Nomina referente CSIRT
ACN con la determinazione 333017/2025 ha confermato o aggiornato - fra il resto - termini, modalità e procedimenti di utilizzo e accesso alla piattaforma digitale e le informazioni che i soggetti devono fornire all’Autorità nazionale competente NIS.
La principale novità è quella che impone ai soggetti di NIS, tramite il Punto di Contatto, di designare il referente CSIRT - entro il 31 dicembre 2025 - tramite la dedicata procedura telematica resa disponibile dal Portale ACN.
Compito del referente CSIRT è quello di interloquire con lo CSIRT Italia, di cui all’articolo 2, comma 1, lettera i) del decreto NIS, ed effettuare le notifiche di cui agli articoli 25 e 26 del medesimo decreto per conto del soggetto NIS.

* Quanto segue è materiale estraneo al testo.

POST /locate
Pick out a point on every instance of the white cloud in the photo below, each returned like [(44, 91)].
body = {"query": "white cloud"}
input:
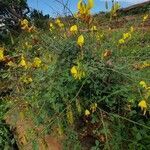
[(129, 1)]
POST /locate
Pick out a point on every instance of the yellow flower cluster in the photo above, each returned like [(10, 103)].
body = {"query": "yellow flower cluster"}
[(51, 27), (2, 58), (84, 10), (23, 62), (36, 63), (80, 40), (70, 117), (114, 9), (143, 104), (26, 80), (93, 28), (126, 36), (59, 23), (74, 29), (145, 64), (77, 72), (25, 26), (93, 108), (145, 17)]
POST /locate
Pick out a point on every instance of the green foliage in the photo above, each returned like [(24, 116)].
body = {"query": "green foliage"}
[(7, 140), (55, 96)]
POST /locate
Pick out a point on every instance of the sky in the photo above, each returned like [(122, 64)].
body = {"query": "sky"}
[(54, 8)]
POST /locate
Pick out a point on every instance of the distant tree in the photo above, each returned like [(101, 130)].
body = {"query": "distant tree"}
[(11, 11), (40, 20)]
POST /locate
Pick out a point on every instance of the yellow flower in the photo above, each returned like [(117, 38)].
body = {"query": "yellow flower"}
[(121, 41), (90, 4), (37, 62), (126, 36), (30, 79), (59, 23), (70, 117), (51, 26), (23, 62), (2, 54), (87, 112), (93, 107), (11, 64), (143, 84), (145, 65), (27, 45), (80, 40), (93, 28), (74, 70), (131, 29), (84, 9), (74, 29), (26, 80), (31, 29), (145, 17), (77, 73), (143, 106), (24, 24)]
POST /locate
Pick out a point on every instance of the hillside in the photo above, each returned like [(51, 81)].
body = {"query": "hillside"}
[(77, 83)]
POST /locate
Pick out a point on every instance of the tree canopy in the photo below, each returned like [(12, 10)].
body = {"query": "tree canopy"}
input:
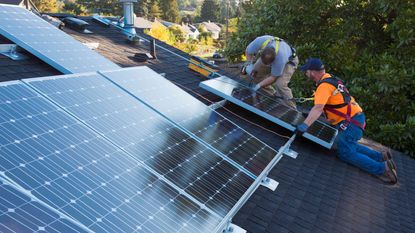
[(210, 11), (169, 10), (369, 44)]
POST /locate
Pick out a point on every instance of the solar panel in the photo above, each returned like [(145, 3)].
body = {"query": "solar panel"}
[(205, 124), (48, 43), (269, 108), (149, 137), (20, 213), (78, 172)]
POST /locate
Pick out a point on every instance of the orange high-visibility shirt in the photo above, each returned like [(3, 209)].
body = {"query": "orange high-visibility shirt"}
[(328, 94)]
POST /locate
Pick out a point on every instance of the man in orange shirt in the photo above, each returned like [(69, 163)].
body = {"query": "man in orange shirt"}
[(342, 111)]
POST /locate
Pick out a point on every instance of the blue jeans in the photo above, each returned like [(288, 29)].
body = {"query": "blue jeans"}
[(352, 152)]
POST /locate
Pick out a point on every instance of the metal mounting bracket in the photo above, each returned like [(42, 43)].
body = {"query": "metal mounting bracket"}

Possono essere altresì designati, con le medesime modalità, anche uno o più sostituti del referente CSIRT. Questo al fine di assicurare il tempestivo svolgimento dei compiti del referente CSIRT, in particolare con riferimento alla notifica degli incidenti significativi di cui all’articolo 25 del decreto NISIl referente CSIRT e i suoi sostituti, ove designati, devono possedere almeno competenze di base in materia di sicurezza informatica e di gestione di incidenti informatici, nonché una conoscenza approfondita dei sistemi informativi e di rete del soggetto per conto del quale operano.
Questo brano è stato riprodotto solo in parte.